Additionally, all tested essential oils, except black pepper seed oil, demonstrated different degrees of antimicrobial activity against another cariogenic bacterium, L. casei (clinical strain). Cinnamon bark essential oil was still the best culinary herbal oil that strongly inhibited the growth of planktonic L. casei, as shown against S. mutans KPSK2. This study is probably the first report demonstrating MIC values of cinnamon bark oil against both cariogenic microorganisms. Interestingly, floating L. casei seems to be less susceptible to all tested spice essential oils because high concentrations of the oils were required to restrain the growth of the bacterium. Dissimilar to previous study, sweet basil leaf essential oil illustrated potent inhibitory effect on the tested Lactobacillus [25]. The peppermint leaf oil inhibited the growth of L. casei whereas the black pepper seed oil did not affect adversely on such bacterium as reported previously [33,34].
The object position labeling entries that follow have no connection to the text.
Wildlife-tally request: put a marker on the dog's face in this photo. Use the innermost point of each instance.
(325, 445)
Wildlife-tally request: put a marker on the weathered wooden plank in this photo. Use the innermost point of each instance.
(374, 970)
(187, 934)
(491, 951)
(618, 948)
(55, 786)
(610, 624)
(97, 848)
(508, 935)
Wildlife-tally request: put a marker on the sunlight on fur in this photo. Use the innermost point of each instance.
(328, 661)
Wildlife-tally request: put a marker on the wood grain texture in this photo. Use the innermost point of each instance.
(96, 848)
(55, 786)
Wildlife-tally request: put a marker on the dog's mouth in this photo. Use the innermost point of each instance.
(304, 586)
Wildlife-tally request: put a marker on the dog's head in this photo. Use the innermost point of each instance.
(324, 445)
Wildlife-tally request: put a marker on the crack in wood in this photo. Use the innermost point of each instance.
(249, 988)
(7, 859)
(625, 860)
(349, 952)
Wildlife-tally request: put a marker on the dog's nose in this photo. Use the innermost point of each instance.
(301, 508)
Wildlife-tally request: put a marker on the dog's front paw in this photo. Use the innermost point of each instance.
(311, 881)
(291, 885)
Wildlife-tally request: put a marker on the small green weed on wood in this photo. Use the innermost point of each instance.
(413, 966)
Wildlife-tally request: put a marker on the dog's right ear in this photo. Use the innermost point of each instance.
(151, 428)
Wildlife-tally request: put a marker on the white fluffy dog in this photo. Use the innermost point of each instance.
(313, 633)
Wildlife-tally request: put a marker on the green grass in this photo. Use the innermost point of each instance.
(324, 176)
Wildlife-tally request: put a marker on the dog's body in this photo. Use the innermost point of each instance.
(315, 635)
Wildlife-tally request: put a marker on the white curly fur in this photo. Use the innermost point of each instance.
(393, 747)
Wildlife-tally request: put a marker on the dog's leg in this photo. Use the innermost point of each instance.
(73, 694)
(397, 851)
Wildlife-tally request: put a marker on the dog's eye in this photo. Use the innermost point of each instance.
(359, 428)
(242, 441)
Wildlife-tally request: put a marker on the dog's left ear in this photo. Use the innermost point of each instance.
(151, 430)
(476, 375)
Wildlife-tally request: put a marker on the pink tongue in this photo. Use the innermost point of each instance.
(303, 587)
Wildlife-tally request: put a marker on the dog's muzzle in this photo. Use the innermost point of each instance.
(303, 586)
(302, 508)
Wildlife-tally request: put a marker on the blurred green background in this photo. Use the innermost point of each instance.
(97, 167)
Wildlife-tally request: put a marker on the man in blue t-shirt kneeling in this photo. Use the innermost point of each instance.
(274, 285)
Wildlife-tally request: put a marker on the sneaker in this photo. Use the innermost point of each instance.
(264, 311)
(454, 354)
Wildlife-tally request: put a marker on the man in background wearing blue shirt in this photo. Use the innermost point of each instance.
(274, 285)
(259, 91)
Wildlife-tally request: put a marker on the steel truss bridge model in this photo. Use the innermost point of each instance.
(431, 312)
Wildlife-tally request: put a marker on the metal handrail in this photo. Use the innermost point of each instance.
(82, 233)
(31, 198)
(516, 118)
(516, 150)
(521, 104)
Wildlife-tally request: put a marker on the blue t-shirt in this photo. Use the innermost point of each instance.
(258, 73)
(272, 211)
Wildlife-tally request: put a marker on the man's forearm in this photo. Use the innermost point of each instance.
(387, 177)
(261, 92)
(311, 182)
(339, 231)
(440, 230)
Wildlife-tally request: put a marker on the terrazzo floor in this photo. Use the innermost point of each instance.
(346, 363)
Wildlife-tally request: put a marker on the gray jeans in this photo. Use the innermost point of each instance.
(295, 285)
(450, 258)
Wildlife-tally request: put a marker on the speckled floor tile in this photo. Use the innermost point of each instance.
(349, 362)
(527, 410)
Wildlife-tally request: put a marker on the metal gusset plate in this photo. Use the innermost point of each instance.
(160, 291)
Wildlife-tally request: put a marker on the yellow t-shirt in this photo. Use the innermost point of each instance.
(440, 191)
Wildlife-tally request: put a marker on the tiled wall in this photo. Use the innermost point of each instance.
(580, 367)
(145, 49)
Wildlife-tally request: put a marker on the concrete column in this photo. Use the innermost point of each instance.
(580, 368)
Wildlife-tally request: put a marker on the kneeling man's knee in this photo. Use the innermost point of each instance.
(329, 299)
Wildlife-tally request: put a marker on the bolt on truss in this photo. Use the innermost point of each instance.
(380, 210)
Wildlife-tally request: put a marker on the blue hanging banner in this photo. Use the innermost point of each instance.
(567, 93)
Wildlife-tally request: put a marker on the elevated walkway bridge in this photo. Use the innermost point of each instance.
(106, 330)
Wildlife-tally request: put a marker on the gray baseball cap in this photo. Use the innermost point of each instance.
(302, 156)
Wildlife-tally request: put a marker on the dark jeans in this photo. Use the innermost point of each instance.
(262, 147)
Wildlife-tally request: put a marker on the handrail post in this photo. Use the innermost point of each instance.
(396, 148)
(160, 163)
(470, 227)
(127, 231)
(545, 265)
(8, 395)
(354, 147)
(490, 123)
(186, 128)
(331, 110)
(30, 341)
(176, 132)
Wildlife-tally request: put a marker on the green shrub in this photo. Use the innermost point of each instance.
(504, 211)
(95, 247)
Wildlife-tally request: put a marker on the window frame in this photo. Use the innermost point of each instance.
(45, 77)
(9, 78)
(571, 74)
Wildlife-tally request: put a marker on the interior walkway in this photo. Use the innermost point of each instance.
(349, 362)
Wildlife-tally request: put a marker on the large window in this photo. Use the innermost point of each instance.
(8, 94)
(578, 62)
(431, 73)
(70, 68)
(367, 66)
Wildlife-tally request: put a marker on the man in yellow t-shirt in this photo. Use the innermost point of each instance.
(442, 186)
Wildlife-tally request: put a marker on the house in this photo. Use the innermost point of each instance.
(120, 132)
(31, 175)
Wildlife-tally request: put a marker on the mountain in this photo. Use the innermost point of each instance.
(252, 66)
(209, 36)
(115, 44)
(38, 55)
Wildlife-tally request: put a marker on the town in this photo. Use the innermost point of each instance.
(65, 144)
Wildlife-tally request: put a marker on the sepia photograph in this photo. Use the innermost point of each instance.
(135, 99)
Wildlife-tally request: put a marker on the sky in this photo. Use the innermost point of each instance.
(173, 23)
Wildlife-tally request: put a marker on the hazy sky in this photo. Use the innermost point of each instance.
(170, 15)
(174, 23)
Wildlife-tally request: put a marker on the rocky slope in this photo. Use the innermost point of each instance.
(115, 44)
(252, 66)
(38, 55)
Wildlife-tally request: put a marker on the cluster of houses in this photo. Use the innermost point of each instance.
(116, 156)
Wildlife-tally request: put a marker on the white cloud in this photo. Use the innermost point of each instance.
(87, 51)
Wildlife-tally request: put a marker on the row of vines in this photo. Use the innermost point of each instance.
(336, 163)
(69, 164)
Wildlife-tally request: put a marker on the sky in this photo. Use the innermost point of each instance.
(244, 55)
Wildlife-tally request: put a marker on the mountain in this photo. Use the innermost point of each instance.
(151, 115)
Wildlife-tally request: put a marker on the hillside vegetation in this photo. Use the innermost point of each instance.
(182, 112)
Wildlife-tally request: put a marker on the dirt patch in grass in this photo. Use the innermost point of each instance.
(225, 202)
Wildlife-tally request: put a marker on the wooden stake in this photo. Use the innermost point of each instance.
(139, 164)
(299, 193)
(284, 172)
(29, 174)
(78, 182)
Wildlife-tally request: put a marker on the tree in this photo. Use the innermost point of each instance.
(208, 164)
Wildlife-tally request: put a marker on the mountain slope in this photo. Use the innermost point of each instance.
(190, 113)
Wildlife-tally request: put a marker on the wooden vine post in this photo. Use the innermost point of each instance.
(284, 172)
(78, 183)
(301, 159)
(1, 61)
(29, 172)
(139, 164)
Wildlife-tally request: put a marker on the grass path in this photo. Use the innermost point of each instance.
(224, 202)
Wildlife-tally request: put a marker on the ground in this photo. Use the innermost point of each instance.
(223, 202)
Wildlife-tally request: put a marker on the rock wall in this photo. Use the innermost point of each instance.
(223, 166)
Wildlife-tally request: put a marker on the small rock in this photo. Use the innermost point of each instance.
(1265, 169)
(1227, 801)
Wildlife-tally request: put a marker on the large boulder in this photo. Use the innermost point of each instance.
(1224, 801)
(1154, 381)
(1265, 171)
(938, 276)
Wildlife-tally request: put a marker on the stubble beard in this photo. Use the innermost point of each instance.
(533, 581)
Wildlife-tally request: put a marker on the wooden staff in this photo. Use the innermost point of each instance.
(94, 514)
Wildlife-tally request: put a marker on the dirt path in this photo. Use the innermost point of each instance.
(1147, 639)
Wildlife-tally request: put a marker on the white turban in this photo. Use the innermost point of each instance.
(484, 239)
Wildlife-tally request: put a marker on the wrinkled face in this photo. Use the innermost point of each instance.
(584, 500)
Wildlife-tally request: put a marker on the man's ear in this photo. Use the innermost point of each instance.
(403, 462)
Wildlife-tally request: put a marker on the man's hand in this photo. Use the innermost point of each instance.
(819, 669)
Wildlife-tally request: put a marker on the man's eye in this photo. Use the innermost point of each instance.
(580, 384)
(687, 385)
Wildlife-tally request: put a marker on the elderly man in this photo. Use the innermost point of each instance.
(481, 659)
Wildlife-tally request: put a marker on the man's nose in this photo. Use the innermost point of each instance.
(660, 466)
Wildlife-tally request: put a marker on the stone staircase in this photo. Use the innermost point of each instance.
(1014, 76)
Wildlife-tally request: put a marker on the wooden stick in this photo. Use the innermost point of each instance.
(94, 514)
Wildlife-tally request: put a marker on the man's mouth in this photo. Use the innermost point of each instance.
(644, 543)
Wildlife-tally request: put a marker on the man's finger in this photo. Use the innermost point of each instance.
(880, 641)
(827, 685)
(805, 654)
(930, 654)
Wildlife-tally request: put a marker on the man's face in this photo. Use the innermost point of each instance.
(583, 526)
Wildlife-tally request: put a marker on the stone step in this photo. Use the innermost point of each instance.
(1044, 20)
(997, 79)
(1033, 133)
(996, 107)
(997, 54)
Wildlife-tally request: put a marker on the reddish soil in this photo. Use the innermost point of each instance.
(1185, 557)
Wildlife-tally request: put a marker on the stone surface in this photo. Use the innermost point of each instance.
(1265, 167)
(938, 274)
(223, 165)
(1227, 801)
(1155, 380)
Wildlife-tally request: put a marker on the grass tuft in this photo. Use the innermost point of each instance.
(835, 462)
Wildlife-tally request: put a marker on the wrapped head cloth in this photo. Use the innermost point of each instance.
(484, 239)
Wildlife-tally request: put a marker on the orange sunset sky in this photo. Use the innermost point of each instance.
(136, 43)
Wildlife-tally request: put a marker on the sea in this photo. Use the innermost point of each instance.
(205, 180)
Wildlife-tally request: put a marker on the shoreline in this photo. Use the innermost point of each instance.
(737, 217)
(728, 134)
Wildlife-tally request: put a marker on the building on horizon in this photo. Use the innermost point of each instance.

The primary bacterial colonizers such as streptococci and Gram-positive rods (Actinomyces species) interact with receptor molecules in the pellicle through specific stereo-chemical molecular interactions, alter microenvironment on the tooth surfaces and allow the secondary and tertiary colonizers to adhere and to form biofilm at last [35,36]. The impediment in primary colonization of oral streptococci should directly impact on the dental biofilm development. Therefore, anti-L casei plaque effect of the selected herbal essential oils was not studied.

Limitation

S. mutans biofilm was developed as single-species plaque under the static environment. This in vitro pre-established bacterial biofilm may not represent the actual properties of multi-species dental plaque with structural complexity and dynamic condition developed on hard and soft tissues of oral cavity. Different responses of dental plaque to those culinary herb essential oils may be observed which could not be done in the present study.

Conclusion

This study has indicated that cinnamon, sweet basil, peppermint, spearmint, sweet fennel, kaffir lime and black pepper are excellent not only as culinary but also as anti-caries herbs. The essential oils extracted from these herbs, especially cinnamon bark illustrated potent medicinal properties including antimicrobial (against planktonic cariogenic bacteria) and anti-plaque (retardation of S. mutans biofilm formation and reduction of the established biofilm) effects. Further investigations for other pharmacological properties, toxicity, etc., of these herbal essential oils are required prior to being qualified and applied as clinically effective, inexpensive and safe plaque control supplements to promote oral health condition.